If you're certain that GC is the problem (and it does sound like it based on your description), then adding the -XX:+HeapDumpOnOutOfMemoryError flag to your JBoss settings might help (in JBOSS_HOME/bin/run.conf).
You can read more about this flag here. It was originally added in Java 6, but was later back-ported to Java 1.5.0_07.
Basically, you will get a "dump file" if an OutOfMemoryError occurs, which you can then open in various profiling tools. We've had good luck with the Eclipse Memory Analyzer.
This won't give you any "free" answers, but if you truly have a memory leak, then this will help you find it.

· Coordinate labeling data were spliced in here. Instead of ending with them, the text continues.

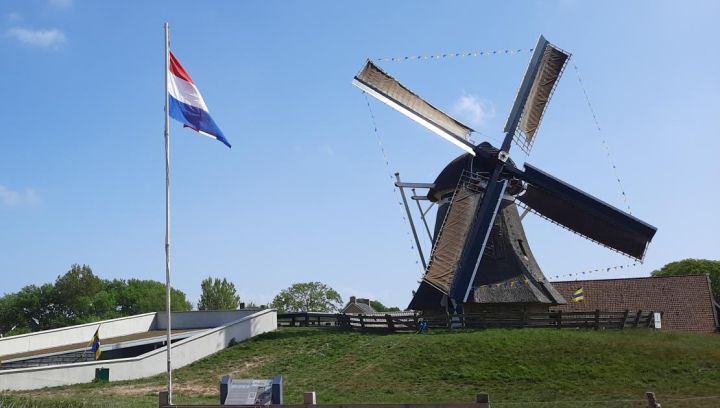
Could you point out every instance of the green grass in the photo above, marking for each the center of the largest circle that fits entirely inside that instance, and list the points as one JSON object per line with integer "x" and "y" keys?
{"x": 513, "y": 366}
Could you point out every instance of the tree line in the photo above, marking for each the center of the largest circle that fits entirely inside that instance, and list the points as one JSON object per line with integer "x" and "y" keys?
{"x": 79, "y": 296}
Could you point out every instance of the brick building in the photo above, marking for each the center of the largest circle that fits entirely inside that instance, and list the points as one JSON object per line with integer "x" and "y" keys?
{"x": 685, "y": 301}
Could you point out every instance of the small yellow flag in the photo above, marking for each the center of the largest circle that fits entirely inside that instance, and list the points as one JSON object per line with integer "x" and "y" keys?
{"x": 579, "y": 295}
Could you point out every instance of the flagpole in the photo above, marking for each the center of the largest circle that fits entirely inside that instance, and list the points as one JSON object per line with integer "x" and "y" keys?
{"x": 167, "y": 210}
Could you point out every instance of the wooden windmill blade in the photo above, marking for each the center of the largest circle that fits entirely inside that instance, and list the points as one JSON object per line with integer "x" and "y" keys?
{"x": 584, "y": 214}
{"x": 541, "y": 77}
{"x": 388, "y": 90}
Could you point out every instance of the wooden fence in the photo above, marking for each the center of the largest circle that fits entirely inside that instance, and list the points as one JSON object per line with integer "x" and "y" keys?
{"x": 409, "y": 321}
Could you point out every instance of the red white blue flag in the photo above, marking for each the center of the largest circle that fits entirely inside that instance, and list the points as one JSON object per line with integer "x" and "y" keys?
{"x": 187, "y": 105}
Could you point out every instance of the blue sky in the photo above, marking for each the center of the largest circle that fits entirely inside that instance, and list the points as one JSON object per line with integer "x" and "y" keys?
{"x": 304, "y": 194}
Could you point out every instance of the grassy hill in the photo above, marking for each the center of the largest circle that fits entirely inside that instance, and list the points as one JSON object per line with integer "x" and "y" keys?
{"x": 514, "y": 366}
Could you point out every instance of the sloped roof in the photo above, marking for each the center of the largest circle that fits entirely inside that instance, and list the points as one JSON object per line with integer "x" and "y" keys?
{"x": 358, "y": 307}
{"x": 685, "y": 301}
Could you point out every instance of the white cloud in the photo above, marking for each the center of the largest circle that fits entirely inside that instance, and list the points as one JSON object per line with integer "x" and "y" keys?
{"x": 11, "y": 198}
{"x": 38, "y": 38}
{"x": 474, "y": 110}
{"x": 13, "y": 17}
{"x": 328, "y": 150}
{"x": 61, "y": 3}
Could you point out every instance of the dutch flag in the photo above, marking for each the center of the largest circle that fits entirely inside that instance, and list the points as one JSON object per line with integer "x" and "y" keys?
{"x": 187, "y": 105}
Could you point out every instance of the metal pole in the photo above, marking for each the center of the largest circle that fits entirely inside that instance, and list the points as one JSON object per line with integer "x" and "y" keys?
{"x": 412, "y": 225}
{"x": 422, "y": 217}
{"x": 167, "y": 210}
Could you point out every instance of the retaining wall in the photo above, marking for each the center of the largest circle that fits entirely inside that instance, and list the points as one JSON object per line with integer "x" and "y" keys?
{"x": 184, "y": 352}
{"x": 122, "y": 326}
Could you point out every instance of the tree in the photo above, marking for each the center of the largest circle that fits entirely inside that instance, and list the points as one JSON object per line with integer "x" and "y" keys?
{"x": 218, "y": 295}
{"x": 379, "y": 307}
{"x": 81, "y": 297}
{"x": 694, "y": 267}
{"x": 308, "y": 297}
{"x": 143, "y": 296}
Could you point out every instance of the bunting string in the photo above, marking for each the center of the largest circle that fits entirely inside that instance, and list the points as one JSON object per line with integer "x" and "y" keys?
{"x": 606, "y": 147}
{"x": 523, "y": 281}
{"x": 487, "y": 53}
{"x": 381, "y": 147}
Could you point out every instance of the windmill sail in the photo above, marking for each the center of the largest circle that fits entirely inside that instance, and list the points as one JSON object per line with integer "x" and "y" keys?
{"x": 546, "y": 67}
{"x": 451, "y": 240}
{"x": 585, "y": 214}
{"x": 388, "y": 90}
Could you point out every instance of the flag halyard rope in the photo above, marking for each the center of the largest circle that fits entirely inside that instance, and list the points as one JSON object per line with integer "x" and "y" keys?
{"x": 429, "y": 57}
{"x": 605, "y": 145}
{"x": 381, "y": 147}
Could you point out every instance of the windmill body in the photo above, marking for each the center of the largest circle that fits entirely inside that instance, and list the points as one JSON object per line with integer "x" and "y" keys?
{"x": 480, "y": 255}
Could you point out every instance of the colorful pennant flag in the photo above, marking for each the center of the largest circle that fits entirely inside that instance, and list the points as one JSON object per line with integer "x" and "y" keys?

Have you tried profiling applications. There are some good profiling applications that can run on production servers. Those should give you if GC is running into trouble and with which objects
I had a similar issue with JBoss (JBoss 4, Linux 2.6) last year. I think in the end it did turn out to be related to an application bug, but it was definitely very hard to figure out. I would keep trying to send a 'kill -3' to the process, to get some kind of stack trace and figure out what is blocking. Maybe add logging statements to see if you can figure out what is setting it off. You can use 'lsof' to figure out what files it has open; this will tell you if there is a leak of some resource other than memory.
Also, why are you running JBoss with -client instead of -server? (Not that I think it will help in this case, just a general question).
You could try adding the command line option -verbose:gc which should print GC and heap sizes out to stdout. pipe stdout to a file and see if the high cpu times line up with a major gc.
I remember having similar issues with JBoss on Windows. Periodically the cpu would go 100%, and the Windows reported mem usage would suddenly drop down to like 2.5 MB, much smaller than possible to run JBoss, and after a few seconds build itself back up. As if the entire server came down and restarted itself. I eventually tracked my issue down to a prepared statement cache never expiring in Apache Commons.
If it does seem to be a memory issue, then you can start taking periodic heap dumps and comparing the two, or use something like JProbe Memory profiler to track everything.